Re: [PATCH 1/2] dccp: ccid: move timers to struct dccp_sock

From: Thadeu Lima de Souza Cascardo
Date: Mon Nov 09 2020 - 16:31:49 EST


On Mon, Nov 09, 2020 at 01:15:54PM -0800, Jakub Kicinski wrote:
> On Mon, 9 Nov 2020 18:09:09 -0300 Thadeu Lima de Souza Cascardo wrote:
> > On Mon, Nov 09, 2020 at 09:49:38AM -0800, Jakub Kicinski wrote:
> > > On Mon, 9 Nov 2020 08:48:28 -0300 Thadeu Lima de Souza Cascardo wrote:
> > > > On Fri, Oct 16, 2020 at 03:30:16PM -0700, Jakub Kicinski wrote:
> > > > > On Tue, 13 Oct 2020 19:18:48 +0200 Kleber Sacilotto de Souza wrote:
> > > > > > From: Thadeu Lima de Souza Cascardo <cascardo@xxxxxxxxxxxxx>
> > > > > >
> > > > > > When dccps_hc_tx_ccid is freed, ccid timers may still trigger.
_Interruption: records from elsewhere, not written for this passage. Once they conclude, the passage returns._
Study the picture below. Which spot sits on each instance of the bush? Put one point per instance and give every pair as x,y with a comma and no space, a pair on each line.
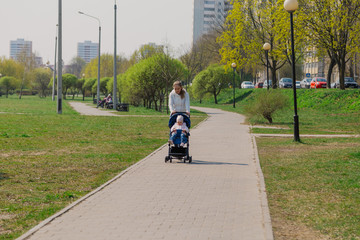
266,103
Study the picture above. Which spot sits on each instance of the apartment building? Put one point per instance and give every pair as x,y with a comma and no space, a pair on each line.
208,15
87,50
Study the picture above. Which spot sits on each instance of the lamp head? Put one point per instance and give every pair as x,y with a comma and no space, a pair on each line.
291,5
266,46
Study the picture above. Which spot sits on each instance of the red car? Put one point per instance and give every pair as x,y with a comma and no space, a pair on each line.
318,82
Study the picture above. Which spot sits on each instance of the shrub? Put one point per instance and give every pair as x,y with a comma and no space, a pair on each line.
266,103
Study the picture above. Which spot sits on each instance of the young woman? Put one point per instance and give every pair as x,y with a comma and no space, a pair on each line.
179,100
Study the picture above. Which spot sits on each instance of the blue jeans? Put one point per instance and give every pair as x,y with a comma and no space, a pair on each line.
178,137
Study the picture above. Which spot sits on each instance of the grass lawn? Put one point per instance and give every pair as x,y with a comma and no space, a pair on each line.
48,160
313,187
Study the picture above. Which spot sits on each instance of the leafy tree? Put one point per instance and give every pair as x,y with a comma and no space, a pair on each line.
106,66
76,66
334,27
10,67
42,78
69,81
89,83
8,84
103,85
211,81
252,23
29,64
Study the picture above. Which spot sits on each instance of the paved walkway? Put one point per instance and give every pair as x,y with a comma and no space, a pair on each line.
220,195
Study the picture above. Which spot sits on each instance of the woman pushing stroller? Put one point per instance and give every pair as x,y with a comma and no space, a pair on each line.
179,123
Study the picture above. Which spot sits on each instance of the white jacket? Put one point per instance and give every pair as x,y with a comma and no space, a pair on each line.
177,104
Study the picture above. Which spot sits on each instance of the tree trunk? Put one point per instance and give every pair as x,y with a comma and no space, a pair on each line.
342,68
331,67
273,73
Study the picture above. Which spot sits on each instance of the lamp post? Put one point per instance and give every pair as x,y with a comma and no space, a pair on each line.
54,77
291,6
59,80
115,73
266,47
83,90
98,85
233,65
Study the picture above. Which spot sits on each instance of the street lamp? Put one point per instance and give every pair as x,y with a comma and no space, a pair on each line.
266,47
54,77
233,65
115,73
98,87
291,6
60,63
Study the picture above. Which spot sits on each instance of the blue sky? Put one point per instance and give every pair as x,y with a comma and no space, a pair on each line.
139,22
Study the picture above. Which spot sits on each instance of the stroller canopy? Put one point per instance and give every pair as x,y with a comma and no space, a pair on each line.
173,117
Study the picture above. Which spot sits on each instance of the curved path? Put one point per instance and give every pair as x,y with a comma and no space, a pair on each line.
220,195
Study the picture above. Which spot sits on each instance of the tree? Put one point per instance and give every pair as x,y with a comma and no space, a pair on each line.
42,78
333,26
106,66
103,85
249,25
10,67
89,83
145,82
28,62
8,84
76,66
69,81
211,81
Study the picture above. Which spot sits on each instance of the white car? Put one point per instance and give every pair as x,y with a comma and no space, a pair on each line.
247,84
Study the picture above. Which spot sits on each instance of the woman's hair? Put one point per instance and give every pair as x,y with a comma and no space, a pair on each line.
182,92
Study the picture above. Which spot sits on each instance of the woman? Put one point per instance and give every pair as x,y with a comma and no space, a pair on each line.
179,100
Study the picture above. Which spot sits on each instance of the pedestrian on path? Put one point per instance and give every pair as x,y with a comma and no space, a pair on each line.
179,100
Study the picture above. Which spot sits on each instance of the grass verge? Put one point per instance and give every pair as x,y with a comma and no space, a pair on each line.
313,187
48,160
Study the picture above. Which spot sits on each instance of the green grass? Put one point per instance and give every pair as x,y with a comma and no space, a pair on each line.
313,187
320,111
49,160
314,184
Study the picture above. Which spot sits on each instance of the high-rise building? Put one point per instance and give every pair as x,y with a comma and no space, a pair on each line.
208,15
88,50
20,46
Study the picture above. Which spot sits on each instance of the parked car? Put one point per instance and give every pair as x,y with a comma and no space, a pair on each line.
265,84
318,82
247,84
305,83
285,83
349,83
259,85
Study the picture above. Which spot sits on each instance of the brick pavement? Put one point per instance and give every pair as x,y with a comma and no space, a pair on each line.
219,196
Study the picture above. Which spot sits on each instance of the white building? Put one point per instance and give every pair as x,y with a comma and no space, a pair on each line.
87,50
208,15
19,46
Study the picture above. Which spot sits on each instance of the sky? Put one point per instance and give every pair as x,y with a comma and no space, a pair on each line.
167,22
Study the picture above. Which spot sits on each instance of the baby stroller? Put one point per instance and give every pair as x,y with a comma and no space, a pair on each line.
175,150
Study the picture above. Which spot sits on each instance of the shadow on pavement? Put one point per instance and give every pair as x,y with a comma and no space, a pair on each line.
199,162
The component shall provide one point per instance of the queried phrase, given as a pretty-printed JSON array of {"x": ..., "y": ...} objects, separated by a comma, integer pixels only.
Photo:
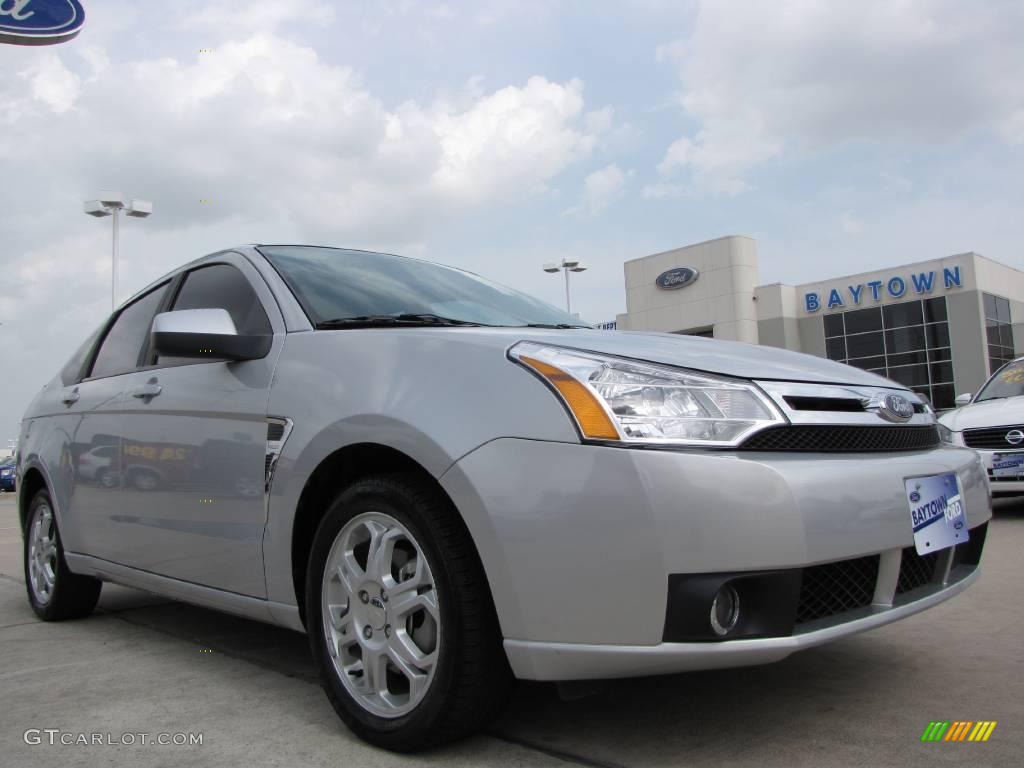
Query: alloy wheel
[
  {"x": 42, "y": 554},
  {"x": 381, "y": 614}
]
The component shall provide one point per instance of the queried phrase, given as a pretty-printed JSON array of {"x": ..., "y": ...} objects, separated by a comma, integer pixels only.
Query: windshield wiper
[{"x": 385, "y": 321}]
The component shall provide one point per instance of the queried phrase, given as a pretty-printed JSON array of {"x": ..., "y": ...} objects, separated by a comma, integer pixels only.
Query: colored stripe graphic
[
  {"x": 982, "y": 730},
  {"x": 958, "y": 730}
]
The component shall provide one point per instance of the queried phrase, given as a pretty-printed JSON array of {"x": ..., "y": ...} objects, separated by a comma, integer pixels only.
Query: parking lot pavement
[{"x": 146, "y": 665}]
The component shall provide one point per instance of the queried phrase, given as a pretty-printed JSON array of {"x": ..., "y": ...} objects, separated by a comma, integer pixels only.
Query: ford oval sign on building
[
  {"x": 678, "y": 278},
  {"x": 40, "y": 22}
]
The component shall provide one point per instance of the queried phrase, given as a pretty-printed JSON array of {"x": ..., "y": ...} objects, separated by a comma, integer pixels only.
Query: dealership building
[{"x": 938, "y": 327}]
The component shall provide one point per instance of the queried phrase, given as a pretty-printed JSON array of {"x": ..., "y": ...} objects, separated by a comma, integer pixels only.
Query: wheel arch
[
  {"x": 336, "y": 471},
  {"x": 31, "y": 482}
]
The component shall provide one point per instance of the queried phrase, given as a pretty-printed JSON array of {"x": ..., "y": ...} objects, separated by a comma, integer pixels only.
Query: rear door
[{"x": 195, "y": 444}]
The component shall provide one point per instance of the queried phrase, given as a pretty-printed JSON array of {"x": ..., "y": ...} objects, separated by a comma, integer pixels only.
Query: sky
[{"x": 497, "y": 136}]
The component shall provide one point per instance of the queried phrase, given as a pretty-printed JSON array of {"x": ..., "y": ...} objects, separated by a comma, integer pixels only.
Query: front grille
[
  {"x": 837, "y": 587},
  {"x": 843, "y": 439},
  {"x": 915, "y": 570},
  {"x": 992, "y": 438}
]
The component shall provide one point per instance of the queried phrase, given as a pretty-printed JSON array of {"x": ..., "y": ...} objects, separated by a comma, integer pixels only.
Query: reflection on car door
[
  {"x": 195, "y": 446},
  {"x": 93, "y": 420}
]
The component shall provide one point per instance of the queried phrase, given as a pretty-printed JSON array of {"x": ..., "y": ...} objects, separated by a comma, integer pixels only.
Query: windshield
[
  {"x": 334, "y": 284},
  {"x": 1007, "y": 382}
]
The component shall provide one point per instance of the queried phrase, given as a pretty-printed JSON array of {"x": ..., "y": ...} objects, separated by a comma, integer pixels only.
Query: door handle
[{"x": 147, "y": 390}]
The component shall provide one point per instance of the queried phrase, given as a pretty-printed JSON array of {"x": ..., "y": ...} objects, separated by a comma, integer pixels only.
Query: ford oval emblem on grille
[
  {"x": 678, "y": 278},
  {"x": 894, "y": 408}
]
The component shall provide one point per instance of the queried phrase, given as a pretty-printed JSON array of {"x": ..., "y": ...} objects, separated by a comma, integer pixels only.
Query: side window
[
  {"x": 72, "y": 372},
  {"x": 120, "y": 350},
  {"x": 221, "y": 287}
]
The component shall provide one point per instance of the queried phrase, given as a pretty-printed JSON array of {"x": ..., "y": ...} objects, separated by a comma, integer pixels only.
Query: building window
[
  {"x": 999, "y": 331},
  {"x": 906, "y": 342}
]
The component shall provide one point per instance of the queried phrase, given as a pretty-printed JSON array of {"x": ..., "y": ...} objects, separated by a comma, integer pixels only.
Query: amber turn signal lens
[{"x": 585, "y": 407}]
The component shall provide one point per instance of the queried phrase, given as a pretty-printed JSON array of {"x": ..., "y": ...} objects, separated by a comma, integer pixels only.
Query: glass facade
[
  {"x": 999, "y": 331},
  {"x": 906, "y": 342}
]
The reason
> > > > > > del_timer_sync can't be used is because this relies on keeping a reference
> > > > > > to struct sock. But as we keep a pointer to dccps_hc_tx_ccid and free that
> > > > > > during disconnect, the timer should really belong to struct dccp_sock.
> > > > > >
> > > > > > This addresses CVE-2020-16119.
> > > > > >
> > > > > > Fixes: 839a6094140a (net: dccp: Convert timers to use timer_setup())
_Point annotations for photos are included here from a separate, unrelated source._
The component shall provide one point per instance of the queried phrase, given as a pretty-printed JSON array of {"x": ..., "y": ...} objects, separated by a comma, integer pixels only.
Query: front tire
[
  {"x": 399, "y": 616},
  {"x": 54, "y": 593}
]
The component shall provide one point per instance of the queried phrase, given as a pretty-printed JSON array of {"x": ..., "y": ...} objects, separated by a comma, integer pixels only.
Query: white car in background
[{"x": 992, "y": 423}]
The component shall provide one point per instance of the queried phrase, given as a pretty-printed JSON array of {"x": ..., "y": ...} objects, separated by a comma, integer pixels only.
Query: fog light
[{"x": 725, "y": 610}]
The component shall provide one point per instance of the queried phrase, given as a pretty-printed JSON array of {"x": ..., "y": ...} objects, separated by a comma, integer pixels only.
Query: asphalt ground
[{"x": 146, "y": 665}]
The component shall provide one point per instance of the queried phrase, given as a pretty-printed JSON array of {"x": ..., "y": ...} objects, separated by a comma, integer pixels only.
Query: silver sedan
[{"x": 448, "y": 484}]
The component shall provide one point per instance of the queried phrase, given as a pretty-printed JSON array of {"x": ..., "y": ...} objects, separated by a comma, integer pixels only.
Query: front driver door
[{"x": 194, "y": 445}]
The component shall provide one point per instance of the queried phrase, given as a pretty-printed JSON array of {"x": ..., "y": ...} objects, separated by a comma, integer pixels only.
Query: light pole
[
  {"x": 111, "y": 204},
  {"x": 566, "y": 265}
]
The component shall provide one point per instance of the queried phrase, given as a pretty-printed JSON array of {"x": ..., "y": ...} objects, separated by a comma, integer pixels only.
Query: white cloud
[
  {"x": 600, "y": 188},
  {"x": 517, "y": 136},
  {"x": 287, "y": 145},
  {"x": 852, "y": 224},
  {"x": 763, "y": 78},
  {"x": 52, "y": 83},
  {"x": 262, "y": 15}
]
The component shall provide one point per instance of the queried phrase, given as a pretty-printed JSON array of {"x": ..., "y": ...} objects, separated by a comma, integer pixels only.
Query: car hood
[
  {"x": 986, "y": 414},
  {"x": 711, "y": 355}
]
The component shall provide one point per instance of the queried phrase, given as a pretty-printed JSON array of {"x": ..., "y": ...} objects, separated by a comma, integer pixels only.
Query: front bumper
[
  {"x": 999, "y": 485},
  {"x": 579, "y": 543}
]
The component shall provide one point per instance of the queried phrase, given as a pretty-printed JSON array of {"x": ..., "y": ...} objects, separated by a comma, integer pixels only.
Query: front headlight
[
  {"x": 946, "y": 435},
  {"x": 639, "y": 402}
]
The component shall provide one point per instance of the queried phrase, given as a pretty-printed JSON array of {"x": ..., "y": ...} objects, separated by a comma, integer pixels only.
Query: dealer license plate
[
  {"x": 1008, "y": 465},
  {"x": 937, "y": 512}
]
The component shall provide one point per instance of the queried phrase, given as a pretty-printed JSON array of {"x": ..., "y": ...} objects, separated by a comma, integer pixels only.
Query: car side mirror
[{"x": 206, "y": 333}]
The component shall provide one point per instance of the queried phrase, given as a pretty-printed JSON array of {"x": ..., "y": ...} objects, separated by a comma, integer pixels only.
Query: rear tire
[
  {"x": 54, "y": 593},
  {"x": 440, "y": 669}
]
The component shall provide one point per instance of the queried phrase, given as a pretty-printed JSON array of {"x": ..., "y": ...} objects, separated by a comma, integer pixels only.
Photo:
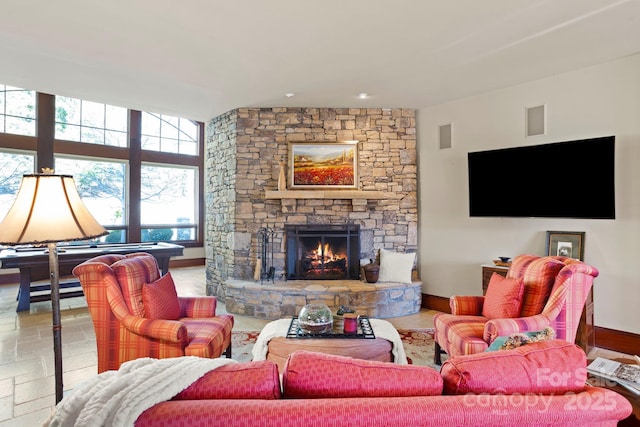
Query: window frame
[{"x": 45, "y": 147}]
> > > > > > Signed-off-by: Thadeu Lima de Souza Cascardo <cascardo@xxxxxxxxxxxxx>
> > > > > > Signed-off-by: Kleber Sacilotto de Souza <kleber.souza@xxxxxxxxxxxxx>
> > > > >
> > > > > I've been mulling over this fix.
> > > > >
> > > > > The layering violation really doesn't sit well.
> > > > >
> > > > > We're reusing the timer object. What if we are really unlucky, the
> > > > > fires and gets blocked by a cosmic ray just as it's about to try to
> > > > > lock the socket, then user manages to reconnect, and timer starts
> > > > > again. Potentially with a different CCID algo altogether?
> > > > >
> > > > > Is disconnect ever called under the BH lock? Maybe plumb a bool
> > > > > argument through to ccid*_hc_tx_exit() and do a sk_stop_timer_sync()
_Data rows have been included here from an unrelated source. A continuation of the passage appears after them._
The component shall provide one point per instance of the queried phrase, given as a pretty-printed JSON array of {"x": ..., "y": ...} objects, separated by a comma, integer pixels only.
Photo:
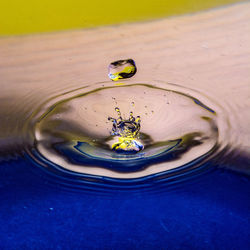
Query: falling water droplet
[{"x": 122, "y": 69}]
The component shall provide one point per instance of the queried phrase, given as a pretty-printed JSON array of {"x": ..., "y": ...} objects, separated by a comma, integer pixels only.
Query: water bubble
[{"x": 122, "y": 69}]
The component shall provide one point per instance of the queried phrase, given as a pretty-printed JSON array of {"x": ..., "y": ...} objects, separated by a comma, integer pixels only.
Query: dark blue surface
[{"x": 209, "y": 212}]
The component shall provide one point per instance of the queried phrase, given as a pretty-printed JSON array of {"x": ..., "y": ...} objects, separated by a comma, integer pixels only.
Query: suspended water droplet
[{"x": 122, "y": 69}]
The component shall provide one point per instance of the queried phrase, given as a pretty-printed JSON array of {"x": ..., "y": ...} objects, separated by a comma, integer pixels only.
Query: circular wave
[{"x": 181, "y": 130}]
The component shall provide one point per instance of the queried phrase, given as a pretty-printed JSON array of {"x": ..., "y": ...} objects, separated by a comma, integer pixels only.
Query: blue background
[{"x": 211, "y": 211}]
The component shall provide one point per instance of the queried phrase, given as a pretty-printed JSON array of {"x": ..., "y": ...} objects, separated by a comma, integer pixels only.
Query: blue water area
[{"x": 211, "y": 211}]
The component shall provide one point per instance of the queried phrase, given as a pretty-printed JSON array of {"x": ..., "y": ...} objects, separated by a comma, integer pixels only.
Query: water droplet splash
[
  {"x": 122, "y": 69},
  {"x": 127, "y": 132},
  {"x": 71, "y": 133}
]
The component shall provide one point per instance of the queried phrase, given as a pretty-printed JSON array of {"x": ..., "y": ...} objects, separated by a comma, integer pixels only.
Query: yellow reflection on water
[{"x": 29, "y": 16}]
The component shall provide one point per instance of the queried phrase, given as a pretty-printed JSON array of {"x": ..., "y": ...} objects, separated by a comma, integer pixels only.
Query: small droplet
[{"x": 122, "y": 69}]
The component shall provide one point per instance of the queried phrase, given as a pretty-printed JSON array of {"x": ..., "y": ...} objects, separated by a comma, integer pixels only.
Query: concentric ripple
[{"x": 181, "y": 130}]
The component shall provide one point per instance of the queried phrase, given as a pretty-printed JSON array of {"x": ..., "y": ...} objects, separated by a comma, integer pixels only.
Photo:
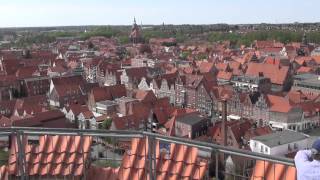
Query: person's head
[{"x": 316, "y": 150}]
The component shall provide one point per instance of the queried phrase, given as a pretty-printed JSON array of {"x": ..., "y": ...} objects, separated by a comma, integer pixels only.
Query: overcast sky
[{"x": 17, "y": 13}]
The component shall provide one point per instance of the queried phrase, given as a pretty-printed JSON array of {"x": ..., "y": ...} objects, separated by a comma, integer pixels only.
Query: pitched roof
[
  {"x": 304, "y": 69},
  {"x": 181, "y": 162},
  {"x": 206, "y": 67},
  {"x": 49, "y": 119},
  {"x": 278, "y": 103},
  {"x": 53, "y": 156},
  {"x": 270, "y": 171},
  {"x": 108, "y": 92},
  {"x": 280, "y": 138},
  {"x": 276, "y": 74},
  {"x": 145, "y": 96},
  {"x": 5, "y": 122},
  {"x": 224, "y": 75}
]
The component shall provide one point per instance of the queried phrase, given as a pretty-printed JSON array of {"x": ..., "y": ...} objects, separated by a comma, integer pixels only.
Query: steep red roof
[
  {"x": 100, "y": 173},
  {"x": 145, "y": 96},
  {"x": 224, "y": 75},
  {"x": 181, "y": 162},
  {"x": 5, "y": 122},
  {"x": 49, "y": 119},
  {"x": 206, "y": 67},
  {"x": 4, "y": 172},
  {"x": 108, "y": 92},
  {"x": 53, "y": 156},
  {"x": 270, "y": 171},
  {"x": 272, "y": 60},
  {"x": 304, "y": 69},
  {"x": 278, "y": 104},
  {"x": 276, "y": 74}
]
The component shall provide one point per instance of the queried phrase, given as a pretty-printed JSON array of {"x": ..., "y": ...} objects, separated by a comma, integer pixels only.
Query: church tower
[{"x": 135, "y": 35}]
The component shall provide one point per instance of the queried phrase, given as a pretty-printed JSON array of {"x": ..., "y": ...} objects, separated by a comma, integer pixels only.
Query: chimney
[{"x": 224, "y": 121}]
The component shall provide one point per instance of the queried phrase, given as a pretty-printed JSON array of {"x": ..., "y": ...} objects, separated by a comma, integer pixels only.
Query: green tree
[{"x": 106, "y": 124}]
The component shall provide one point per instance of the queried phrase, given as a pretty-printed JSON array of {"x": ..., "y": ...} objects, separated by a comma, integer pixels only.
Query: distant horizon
[
  {"x": 37, "y": 13},
  {"x": 53, "y": 26}
]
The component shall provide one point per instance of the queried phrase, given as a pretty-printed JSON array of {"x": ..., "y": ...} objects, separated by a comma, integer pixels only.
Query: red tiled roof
[
  {"x": 181, "y": 163},
  {"x": 276, "y": 74},
  {"x": 272, "y": 60},
  {"x": 270, "y": 171},
  {"x": 53, "y": 156},
  {"x": 224, "y": 75},
  {"x": 278, "y": 104},
  {"x": 5, "y": 122},
  {"x": 49, "y": 119},
  {"x": 100, "y": 173},
  {"x": 205, "y": 67},
  {"x": 4, "y": 172},
  {"x": 222, "y": 66},
  {"x": 145, "y": 96},
  {"x": 108, "y": 92},
  {"x": 304, "y": 69}
]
> > > > > when called from disconnect()?
> > > > >
> > > > > Or do refcounting on ccid_priv so that the timer holds both the socket
> > > > > and the priv?
> > > >
> > > > Sorry about too late a response. I was on vacation, then came back and spent a
> > > > couple of days testing this further, and had to switch to other tasks.
> > > >
> > > > So, while testing this, I had to resort to tricks like having a very small
> > > > expire and enqueuing on a different CPU. Then, after some minutes, I hit a UAF.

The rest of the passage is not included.